Now sometimes readers do cross the line, and start making fun of somebody’s Glamour Shots author photo, the way her husband looks, her old-fashioned hairdo, or her weight. Those are personal attacks. No doubt about it. Unfortunately, as authors with something to sell, we have to show restraint in public and just let shit like that go.
But as long as the reader / reviewer is talking about the book, it’s not a personal attack. I don’t care how much you love the freakin’ thing, if it’s the story of your heart, or you overcame some fierce disability to finish / publish it. Does. Not. Matter.
And you know what? I just don’t have any sympathy for authors who complain readers are mean. How come? you might ask. Well, it’s like this — without those readers, we wouldn’t have jobs.

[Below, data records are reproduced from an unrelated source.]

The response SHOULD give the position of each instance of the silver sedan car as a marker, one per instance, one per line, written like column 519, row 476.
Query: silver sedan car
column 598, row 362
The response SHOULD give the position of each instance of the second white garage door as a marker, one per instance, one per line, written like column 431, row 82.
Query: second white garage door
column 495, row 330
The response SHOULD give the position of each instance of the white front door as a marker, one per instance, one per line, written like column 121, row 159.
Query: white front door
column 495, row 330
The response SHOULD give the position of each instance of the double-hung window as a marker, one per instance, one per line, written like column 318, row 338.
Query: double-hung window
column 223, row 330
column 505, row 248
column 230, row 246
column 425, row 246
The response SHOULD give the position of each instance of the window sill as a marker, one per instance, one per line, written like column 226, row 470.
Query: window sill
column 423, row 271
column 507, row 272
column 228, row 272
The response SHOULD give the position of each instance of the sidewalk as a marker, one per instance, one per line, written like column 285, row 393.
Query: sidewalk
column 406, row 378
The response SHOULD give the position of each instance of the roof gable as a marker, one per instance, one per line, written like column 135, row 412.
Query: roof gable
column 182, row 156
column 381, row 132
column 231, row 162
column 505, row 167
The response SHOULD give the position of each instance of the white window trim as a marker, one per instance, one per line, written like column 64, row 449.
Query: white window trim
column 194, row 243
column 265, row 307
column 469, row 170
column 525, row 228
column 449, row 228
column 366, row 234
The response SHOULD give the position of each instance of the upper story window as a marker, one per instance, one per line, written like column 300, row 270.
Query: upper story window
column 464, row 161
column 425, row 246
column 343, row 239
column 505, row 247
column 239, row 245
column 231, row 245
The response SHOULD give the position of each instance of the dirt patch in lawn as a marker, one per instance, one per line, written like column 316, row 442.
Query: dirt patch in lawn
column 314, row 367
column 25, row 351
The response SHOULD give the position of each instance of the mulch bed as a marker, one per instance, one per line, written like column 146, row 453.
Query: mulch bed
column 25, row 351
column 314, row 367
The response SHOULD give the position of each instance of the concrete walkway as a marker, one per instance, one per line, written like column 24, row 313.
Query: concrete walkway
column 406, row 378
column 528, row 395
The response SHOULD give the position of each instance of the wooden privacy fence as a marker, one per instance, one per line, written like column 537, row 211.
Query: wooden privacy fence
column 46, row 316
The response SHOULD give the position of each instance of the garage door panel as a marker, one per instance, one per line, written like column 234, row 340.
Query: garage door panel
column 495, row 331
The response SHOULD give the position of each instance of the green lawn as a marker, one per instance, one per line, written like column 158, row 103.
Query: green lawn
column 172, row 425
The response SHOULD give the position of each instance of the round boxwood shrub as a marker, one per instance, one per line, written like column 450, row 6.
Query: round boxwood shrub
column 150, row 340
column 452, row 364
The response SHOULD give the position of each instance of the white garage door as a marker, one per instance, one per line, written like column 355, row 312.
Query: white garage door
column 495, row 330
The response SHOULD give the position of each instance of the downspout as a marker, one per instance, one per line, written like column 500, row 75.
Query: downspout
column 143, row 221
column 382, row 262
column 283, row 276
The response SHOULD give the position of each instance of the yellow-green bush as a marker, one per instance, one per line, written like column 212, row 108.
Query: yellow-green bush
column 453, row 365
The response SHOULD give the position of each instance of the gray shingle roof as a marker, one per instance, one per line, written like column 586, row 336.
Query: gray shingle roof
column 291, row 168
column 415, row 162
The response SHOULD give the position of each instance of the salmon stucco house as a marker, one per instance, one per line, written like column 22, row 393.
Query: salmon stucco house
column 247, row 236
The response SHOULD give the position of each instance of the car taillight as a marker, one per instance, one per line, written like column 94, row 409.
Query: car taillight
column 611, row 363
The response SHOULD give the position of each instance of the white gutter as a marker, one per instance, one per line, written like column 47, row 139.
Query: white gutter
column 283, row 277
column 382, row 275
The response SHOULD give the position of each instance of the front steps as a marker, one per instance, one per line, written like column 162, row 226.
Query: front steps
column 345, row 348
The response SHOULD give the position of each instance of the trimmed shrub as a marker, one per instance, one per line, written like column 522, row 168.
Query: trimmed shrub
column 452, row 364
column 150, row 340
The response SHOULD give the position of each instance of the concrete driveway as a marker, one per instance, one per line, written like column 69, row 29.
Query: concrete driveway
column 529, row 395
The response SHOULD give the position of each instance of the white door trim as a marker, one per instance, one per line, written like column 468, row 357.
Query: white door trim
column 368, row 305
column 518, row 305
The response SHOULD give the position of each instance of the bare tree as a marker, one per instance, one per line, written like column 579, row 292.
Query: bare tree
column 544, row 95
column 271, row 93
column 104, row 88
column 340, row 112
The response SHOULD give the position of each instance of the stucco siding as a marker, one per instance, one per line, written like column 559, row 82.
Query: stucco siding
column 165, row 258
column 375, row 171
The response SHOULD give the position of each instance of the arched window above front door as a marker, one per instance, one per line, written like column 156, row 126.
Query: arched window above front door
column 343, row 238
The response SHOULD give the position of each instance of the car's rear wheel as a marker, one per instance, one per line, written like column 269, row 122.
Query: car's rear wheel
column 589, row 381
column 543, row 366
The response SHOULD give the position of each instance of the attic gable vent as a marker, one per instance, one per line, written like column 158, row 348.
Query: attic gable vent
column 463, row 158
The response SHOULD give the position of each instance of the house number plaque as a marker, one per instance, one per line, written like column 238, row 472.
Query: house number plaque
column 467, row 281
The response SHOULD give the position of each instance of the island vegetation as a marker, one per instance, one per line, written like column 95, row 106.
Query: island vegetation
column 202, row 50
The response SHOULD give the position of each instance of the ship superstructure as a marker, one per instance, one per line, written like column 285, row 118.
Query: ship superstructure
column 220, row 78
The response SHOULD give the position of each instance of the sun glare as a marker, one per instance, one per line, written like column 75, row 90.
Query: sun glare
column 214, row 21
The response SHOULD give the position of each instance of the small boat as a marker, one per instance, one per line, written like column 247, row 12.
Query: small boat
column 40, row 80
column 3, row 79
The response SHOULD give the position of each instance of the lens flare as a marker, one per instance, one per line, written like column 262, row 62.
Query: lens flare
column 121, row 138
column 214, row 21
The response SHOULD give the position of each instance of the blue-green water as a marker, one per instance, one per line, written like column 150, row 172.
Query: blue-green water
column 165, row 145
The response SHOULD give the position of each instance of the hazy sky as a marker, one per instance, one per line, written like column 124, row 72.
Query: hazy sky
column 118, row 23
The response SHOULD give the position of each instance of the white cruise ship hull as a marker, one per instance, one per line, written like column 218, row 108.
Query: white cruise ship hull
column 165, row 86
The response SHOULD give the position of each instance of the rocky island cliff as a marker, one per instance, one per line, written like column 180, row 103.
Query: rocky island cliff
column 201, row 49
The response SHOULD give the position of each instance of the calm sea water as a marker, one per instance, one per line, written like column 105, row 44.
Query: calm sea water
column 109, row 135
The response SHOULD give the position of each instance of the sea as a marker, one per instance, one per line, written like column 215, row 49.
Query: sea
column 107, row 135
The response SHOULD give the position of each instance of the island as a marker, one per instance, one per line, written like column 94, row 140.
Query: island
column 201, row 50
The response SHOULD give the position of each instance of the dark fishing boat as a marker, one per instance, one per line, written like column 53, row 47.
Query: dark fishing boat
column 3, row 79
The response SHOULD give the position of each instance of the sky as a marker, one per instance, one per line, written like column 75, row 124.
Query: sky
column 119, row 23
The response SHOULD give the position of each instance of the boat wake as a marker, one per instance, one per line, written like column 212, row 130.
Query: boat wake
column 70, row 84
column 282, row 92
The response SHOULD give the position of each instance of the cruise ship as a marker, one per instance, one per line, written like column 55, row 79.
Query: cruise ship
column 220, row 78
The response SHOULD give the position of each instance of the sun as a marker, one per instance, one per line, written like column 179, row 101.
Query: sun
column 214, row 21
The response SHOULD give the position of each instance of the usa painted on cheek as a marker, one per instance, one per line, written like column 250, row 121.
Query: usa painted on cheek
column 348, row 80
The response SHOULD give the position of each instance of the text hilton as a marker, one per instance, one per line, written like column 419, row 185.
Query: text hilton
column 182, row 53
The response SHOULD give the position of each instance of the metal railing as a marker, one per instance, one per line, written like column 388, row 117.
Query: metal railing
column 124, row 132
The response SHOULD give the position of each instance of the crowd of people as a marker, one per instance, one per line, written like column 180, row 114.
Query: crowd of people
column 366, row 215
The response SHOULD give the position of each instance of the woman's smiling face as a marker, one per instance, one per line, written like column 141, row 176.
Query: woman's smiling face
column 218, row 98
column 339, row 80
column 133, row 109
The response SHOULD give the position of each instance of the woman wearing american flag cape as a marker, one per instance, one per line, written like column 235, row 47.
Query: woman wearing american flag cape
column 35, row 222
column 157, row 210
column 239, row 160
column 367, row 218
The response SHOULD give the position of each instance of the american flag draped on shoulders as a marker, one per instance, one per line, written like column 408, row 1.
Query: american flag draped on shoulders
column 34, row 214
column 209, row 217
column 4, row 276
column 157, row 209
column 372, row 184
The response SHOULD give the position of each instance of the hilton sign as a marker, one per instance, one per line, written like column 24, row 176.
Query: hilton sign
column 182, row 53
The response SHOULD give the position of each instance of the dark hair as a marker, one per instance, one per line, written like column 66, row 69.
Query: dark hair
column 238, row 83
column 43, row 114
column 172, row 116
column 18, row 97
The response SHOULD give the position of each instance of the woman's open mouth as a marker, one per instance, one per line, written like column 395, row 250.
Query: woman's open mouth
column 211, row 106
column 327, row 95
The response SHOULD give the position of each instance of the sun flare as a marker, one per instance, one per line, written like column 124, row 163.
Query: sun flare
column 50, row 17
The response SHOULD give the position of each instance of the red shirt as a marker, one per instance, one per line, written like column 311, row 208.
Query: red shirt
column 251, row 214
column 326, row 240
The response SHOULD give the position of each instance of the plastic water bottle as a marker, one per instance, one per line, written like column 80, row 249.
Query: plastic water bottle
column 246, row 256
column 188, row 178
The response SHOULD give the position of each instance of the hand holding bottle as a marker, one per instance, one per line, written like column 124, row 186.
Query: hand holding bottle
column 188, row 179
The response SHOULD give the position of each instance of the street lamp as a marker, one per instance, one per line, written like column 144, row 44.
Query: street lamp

Their money has enabled us to realize our lifelong dream of being published. No, we don’t have to kiss ass or agree with everything they say. Absolutely not. But we do owe it to ourselves to behave in a polite, professional manner.
Now I don’t know if all readers differentiate between being a fan of a certain book and a fan of an author. I’m sure for some people, it’s pretty much interchangeable. I know I have a tendency to want to believe that the person who wrote words that rocked my socks is also the coolest human on the planet. Thing is, if we start with positive expectation — our readers expect us to be smart, kind human beings — why not try to live up to it?
Yes, we’re all human, and nobody’s perfect, but it seems like a waste of time and effort to invest in this us vs them mentality. After all, aren’t we all in it for the books? People brought together by a common love for the written word can’t be so far apart, can they?
I welcome your thoughts on the matter.